バトルロイヤルですよね?
「おいおい──これ、バトルロイヤルだろ」
俺は周囲を見渡して、苦笑する。
試合開始と同時に、六人の男たちが俺の周囲を取り囲んだ。
バトルロイヤルのはずが、完全に六対一という様相だった。
「はっ、なぁに、安心しろや。テメェを全員でボコって潰してから、あらためてバトルロイヤルは始めるからよ」
モヒカンヘッドが答える。
モヒカンは木製の巨大な棍棒を肩に担ぎ、悠然と俺を見下ろしていた。
ほかの男たちも、それぞれ木剣や、槍代わりの木製の六尺棒など、思い思いの木造の武器を手にしている。

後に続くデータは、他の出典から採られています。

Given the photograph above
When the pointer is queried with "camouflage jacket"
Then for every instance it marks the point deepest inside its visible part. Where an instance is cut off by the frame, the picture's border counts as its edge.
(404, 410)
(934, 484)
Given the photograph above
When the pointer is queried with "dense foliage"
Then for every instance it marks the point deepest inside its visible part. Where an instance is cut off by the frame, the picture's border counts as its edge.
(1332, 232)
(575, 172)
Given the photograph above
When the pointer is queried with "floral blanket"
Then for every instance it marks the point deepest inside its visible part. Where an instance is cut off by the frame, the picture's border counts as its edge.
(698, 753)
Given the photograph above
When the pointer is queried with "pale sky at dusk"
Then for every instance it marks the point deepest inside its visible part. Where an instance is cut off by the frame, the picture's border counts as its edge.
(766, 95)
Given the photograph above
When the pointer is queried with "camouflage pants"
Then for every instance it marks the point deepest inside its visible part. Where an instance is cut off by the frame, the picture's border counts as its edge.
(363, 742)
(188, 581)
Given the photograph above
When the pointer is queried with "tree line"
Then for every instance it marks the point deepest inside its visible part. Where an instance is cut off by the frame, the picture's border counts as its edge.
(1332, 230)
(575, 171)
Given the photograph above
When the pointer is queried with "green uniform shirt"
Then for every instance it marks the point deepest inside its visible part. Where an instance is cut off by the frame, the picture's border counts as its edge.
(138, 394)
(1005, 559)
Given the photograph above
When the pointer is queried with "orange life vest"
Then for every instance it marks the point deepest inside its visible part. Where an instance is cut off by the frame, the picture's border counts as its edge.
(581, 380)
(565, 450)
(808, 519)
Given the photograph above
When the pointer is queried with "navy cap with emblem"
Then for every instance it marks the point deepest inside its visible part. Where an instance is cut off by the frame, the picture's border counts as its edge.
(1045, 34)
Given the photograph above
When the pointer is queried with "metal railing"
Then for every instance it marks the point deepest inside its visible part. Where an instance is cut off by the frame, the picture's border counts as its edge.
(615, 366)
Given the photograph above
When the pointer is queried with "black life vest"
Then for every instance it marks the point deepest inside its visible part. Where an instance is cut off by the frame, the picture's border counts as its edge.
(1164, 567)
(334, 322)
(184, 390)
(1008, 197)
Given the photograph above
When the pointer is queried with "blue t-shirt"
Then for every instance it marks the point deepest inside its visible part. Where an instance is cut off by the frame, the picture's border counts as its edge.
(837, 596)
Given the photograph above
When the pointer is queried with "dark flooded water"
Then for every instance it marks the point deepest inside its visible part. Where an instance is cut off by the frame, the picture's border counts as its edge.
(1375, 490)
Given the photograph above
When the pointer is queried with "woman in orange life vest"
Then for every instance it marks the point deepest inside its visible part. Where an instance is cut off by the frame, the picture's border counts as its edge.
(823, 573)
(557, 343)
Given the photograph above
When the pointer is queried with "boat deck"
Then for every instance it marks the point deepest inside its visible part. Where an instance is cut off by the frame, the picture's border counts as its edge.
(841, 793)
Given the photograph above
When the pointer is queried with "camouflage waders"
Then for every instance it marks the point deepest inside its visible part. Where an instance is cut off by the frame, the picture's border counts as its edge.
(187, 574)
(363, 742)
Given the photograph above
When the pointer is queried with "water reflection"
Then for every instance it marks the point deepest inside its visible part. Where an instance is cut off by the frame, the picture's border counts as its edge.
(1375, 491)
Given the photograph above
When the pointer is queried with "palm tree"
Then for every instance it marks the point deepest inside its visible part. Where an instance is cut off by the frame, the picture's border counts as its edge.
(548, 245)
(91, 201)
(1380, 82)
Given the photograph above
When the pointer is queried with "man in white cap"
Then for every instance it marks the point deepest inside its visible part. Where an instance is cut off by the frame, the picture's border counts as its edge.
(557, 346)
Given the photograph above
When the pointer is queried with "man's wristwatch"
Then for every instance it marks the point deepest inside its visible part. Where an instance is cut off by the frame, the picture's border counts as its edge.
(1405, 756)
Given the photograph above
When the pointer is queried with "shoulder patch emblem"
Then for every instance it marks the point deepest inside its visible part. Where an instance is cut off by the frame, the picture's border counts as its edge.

それらは大会側から支給された武器で、俺も今は木剣を手にしていた。
……うーん、しかし何だな。
こう俺だけ悪者扱いされると、本当に悪役を演じたくなってくるな。
うずうず。
いいか、やっちゃうか。
「へぇ、そうか──ってことは、六人掛かりなら俺に勝てると、あんたらはそう思ってるわけだ」
「……ああ?」
俺の思い切った挑発に、モヒカンはじめ周囲の男たちが色めき立つ。
俺の背後にいたスキンヘッドの男が声を上げる。
「……おいおい兄ちゃん、俺たちをその辺のチンピラか何かと勘違いしてんじゃねぇのか? ここにいるのは全員、Bランク以上の冒険者だぜ」
そう言って、六尺棒をこれまた肩に担いで、へらへらと俺を見下ろすスキンヘッド。
……いや、見た目はどうにも、その辺のチンピラにしか見えないんだけどな。
俺はステータス鑑定のスキルを発動して、周囲の男たちのレベルを見て回る。
すると、そいつらのレベルが、軒並み7~10程度であることが分かった。
確か、アイヴィやターニャのレベルが11だったから、確かに粒揃いではある。
あのどう見てもザコっぽいモヒカンヘッドでも、8レベルある。
人は見た目によらないもんだな。
だが──
「いや、勘違いなんかしてないさ。ただ、その上で言ってんだよ──俺にとってお前らは、その辺のチンピラと変わらないザコだってな」
そう言って、ニヤリと笑ってやる。
やばっ、悪役プレイ超楽しい。
クセになりそう。
しかし男たちはあきれた様子で、俺をあざ笑った。
「……はっ、ダメだこりゃ。おいお前ら、このガキには、現実ってものを思い知らせてやらなきゃ、分からねぇみてぇだ」
「そうみてぇだな」
そう言ってどっと笑う男たち。
……あ、いかん、ちょっと自信がなくなってきたぞ。
ホント俺勝てるのかな、こいつらに。
数字上は大丈夫だと思うんだが……。
うーん、よくないな。
とりあえず、強そうなこと言って自分を奮い立たせよう。
「御託はもういいから、そろそろ掛かって来いよ。俺さ、こんなのさっさと終わらせて、早く観客席に戻ってまたイチャイチャしたいんだよ。──それともアレか、お前ら全員、本当に口だけのチンピラか?」
その俺の挑発は、主に真ん中に挟んだ言葉が効果的だったらしい。
ビキビキと額に青筋を浮かべた男たちが、一斉に雄たけびを上げた。
「おいお前らぁ! こいつぶっ殺すぞ! 半殺しだ! 二度とイチャイチャできない体にしてやれ!」
「おぉぉおおおっ!」
男たちの息は、なぜだかピッタリだった。
俺を取り囲んだ男たちが六人全員、同時に俺に向かってくる。
だが──
それは、スローモーションだった。
男たちの一歩が、戦闘モードに入った俺の体感では、二秒ぐらいに感じる。
あ、良かった。
やっぱり雑魚じゃんこいつら。
俺は、ぱぱぱっと走って回り、全員の首筋に背後から手刀を入れてゆく。
万一に殺してしまわないように、攻撃制御のスキルを乗せるのを忘れない。
俺が緊張を解くと、体感時間が正常に流れ始めた。
「がっ……!」
「ぐはっ……!」
男たちが全員、バタバタと倒れて行く。
そうして、フィールドに立って残ったのは、俺だけになった。
沸いていた闘技場が、一気にしんと静まり返った。
そのとき俺は、はたと気付く。
「あ、しまった……これじゃ木剣の意味ないじゃん」
俺のつぶやきと同時に、試合終了の銅鑼が鳴った。
割れんばかりの歓声が巻き起こった。